What Does an Integrationist Do?
INTENTION
→
Elicit values and goals; translate them into one clear intention and success signals; align scope and consent.
DISCOVERY
→
Map history, attempts, patterns, supports/barriers; assess risks and fit; co-design a plan with practices, cadence, and metrics.
INTEGRATION
Convert insights into 1–3 micro-actions; set cues and supports; review data; celebrate wins; troubleshoot friction; iterate.
How the IDI Method Applies Across Modalities
Coaching/Business: strategy, micro-experiments, accountability.

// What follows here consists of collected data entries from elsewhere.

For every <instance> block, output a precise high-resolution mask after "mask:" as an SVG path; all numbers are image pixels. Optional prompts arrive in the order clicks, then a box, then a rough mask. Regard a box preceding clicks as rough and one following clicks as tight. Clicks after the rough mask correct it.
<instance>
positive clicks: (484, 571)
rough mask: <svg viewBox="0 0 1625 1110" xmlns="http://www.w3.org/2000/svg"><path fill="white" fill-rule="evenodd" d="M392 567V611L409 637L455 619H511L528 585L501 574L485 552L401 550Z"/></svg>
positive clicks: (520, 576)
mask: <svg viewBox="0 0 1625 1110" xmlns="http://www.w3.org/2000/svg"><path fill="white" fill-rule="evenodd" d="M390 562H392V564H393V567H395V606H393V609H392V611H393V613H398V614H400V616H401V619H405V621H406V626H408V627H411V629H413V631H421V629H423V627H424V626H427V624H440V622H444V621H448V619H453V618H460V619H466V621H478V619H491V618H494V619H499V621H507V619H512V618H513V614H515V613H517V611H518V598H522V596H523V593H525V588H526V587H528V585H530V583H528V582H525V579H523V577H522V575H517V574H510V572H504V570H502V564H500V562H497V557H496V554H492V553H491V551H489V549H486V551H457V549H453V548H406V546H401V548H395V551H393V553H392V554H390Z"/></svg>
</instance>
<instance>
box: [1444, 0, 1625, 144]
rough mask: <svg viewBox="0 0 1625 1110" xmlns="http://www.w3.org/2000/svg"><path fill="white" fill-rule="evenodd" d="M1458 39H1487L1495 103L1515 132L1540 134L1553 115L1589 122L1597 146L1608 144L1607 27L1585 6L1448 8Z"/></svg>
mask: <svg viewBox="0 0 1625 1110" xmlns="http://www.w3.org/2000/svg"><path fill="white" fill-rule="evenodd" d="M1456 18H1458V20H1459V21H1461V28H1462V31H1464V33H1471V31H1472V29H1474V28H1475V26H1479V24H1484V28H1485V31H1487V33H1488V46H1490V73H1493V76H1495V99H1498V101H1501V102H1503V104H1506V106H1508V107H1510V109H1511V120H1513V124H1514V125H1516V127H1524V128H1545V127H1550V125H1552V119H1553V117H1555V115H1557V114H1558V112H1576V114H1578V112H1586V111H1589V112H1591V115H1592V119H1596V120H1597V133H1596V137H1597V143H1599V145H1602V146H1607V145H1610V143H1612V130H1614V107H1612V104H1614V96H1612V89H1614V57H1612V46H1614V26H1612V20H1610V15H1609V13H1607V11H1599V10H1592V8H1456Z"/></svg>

Therapy/social work: assessment, stabilization, skills, resources, and referrals (within licensure/jurisdiction).
Programs: group agreements, practice labs, and transfer tasks that land in real life.
Psychedelic prep/integration: preparation, education, screening, meaning-making, aftercare and action.
Hairdressing: intention for look/feel, lifestyle fit, consent at change points, aftercare and maintenance plan.
Who Works with Integrationists?
►
Individuals seeking meaningful change with support and structure.
►
Clients navigating career moves, relationships, grief, life transitions, or performance goals — simply put, transformation.
►
Program participants wanting to turn learning into action.
►
People integrating big experiences. (For example: retreats, rites of passage, psychedelic contexts.)
►
Clients who want services that respect trauma history, identity, culture, and access.
Who Benefits Most?
►
Have insights but struggle to implement consistently.
►
Want a plan that fits your actual time, energy, money, and access.
►
Are done with all-or-nothing cycles and want steady progress.
►
Value ethics, safety, consent, and cultural responsiveness.
►
Will try one small action between sessions and learn from it.
The Integrationist approach uses the IDI Method (Intention → Discovery → Integration) to turn insight into embodied change.
It reduces overwhelm, increases follow-through, and builds confidence you can reuse across goals.
It’s for people and teams who want sustainable progress, clear boundaries, and a process that respects real-life constraints.
Tony Santini
Tony Santini is a certified Life Coach with a Bachelor's in Psychology and 27 years of experience in the beauty industry. He combines his deep understanding of human behavior with a rich background as an educator, consultant, salon owner, and former owner of The Salon Professional Academy in Madison, Wisconsin. Tony is a Master Stylist at Every Piece Salon and pursuing his Master’s in Social Work at the University at of Hawai'i at Mānoa. Tony offers a holistic approach to life coaching rooted in professional experience and a commitment to personal growth, available both in Honolulu, Hawaii, and virtually to clients everywhere.